Considering the increased use of complex mill-turn lathes and multitasking machines, accurate machining simulation, such as that provided by DELMIA from Dassault Systèmes, is more important than ever.
As with other simulation systems, TruePath reads the G-code and verifies that it will be safe to run in the machine,” he said. “But at the end of the day, no one can make sure the operator actually puts the proper tool into the spindle and that the part is located where it’s supposed to be.”
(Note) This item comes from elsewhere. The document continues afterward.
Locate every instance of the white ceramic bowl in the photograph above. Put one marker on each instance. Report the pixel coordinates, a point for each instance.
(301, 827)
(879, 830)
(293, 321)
IPS works in conjunction with TruePath to eliminate this potential problem, he said. Instead of relying on the CAM system for various values, there’s a high-speed fiber optic connection directly to the machine controller—there’s no need to make assumptions about offsets or macro values because they are read in real-time, and the machine is stopped safely before the problematic position.
Though not yet available for other machine brands, IPS is coming, as is intelligent machine probing that will measure parts, make the appropriate offsets, and automatically re-run whatever part of the program is needed to correct an out-of-tolerance condition.
“This is no different than what a human operator would do, but we’re doing it with software,” Fritsch said. “Right now we’re in the process of building this logic so that the machine can start relying on automated feedback to make decisions, ultimately improving part quality while reducing cycle times and operating costs. Shops shouldn’t have to machine two or three parts to make one good one, or waste time taking parts out of the machine to be measured—it should be first part, good part, without all the human interaction. That’s our goal.”